Barritas de avena con chocolate

Con frutica para que no engorde
Envalentonada por mi pequeña conquista al dominar las (putas) galletas de coco, decidí lanzarme a hacer las barritas de avena con chocolate.
Cuando dice “no bake” siempre parece que es más fácil, con algunas salvedades. Primero, en todas las recetas gringas es necesario bajar como media taza de azúcar y un cuarto de taza de mantequilla: no es por usar un estereotipo sino que por dior, la medida de cintura colectiva lo demuestra. Igual quedaron demasiado dulces y demasiado grasosas para mi gusto: como diría mi abuelo, hay que lavarlas antes de comérselas.

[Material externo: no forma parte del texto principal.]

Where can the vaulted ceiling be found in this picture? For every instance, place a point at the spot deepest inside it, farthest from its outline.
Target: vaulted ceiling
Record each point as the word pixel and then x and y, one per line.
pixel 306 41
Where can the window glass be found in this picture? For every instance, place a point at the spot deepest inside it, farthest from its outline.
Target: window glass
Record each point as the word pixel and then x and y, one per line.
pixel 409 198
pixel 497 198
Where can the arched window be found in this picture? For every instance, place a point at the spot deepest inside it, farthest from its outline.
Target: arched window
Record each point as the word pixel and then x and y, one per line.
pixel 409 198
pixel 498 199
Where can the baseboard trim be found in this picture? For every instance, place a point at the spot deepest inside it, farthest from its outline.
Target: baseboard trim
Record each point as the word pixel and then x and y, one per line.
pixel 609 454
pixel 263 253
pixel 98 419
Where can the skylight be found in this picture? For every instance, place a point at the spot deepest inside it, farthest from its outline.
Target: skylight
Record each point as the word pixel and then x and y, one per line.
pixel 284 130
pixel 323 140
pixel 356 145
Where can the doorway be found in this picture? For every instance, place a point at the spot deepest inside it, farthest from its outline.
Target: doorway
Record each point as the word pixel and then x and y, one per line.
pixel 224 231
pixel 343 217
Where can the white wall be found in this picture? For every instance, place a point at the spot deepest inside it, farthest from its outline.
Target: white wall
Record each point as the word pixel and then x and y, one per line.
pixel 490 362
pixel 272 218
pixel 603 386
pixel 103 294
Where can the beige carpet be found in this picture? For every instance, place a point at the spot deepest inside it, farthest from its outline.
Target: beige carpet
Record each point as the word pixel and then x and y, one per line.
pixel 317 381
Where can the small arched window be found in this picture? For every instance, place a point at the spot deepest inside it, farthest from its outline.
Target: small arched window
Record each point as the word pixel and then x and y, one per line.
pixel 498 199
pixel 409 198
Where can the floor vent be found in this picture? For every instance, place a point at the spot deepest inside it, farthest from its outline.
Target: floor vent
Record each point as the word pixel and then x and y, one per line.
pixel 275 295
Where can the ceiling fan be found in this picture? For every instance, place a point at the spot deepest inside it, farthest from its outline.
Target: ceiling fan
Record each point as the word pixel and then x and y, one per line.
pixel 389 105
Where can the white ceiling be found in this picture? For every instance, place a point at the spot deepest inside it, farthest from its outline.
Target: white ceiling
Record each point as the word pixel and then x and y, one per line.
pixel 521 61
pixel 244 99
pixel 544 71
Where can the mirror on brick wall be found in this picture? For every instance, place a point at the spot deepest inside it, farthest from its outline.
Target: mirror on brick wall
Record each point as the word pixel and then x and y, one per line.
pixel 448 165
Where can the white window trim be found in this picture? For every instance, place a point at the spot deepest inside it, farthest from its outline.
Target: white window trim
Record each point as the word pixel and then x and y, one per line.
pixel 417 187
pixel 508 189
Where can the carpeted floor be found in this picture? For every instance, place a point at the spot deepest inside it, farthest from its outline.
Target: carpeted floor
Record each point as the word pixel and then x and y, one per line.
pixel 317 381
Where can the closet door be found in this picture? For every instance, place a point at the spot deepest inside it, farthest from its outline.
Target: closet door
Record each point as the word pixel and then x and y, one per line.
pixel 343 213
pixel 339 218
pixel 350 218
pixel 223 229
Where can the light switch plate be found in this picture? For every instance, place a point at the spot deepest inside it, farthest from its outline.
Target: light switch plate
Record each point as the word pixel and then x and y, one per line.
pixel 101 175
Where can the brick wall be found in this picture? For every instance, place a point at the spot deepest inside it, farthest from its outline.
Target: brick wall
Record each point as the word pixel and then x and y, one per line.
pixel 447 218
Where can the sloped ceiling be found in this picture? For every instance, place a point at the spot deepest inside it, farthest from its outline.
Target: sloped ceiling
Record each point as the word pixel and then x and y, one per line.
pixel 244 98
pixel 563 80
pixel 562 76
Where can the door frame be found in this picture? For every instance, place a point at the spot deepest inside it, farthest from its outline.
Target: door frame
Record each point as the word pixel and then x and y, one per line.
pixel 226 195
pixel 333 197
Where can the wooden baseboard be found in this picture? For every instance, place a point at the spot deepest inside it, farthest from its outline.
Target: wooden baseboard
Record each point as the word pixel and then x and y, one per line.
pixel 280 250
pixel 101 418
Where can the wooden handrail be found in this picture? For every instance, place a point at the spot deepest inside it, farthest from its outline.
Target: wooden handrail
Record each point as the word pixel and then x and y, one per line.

A la avena le puse un poquito de leche porque si no iba a quedar totalmente suelta y al chocolate no le puse mantequilla de maní (guácalas), sino que lo aliviané con crema para batir. No le puse la avena encima porque no me alcanzó (las cantidades estan rarísimas), le puse el doble de chocolate y a este le puse pasas. Encima le puse almendras picadas a la mitad de la bandeja, reclamando la territorialidad de la otra mitad para la gente normal a la que no le cuadran las semillas.
En fin son fáciles de hacer, se dejan en la refri por tres horas o más, salen muchísimas (como para comer todo el año, una al día por favor) y nada más tienen como trecemilquinientas calorías cada una. Pero tienen avena, así que “suenan” sanas.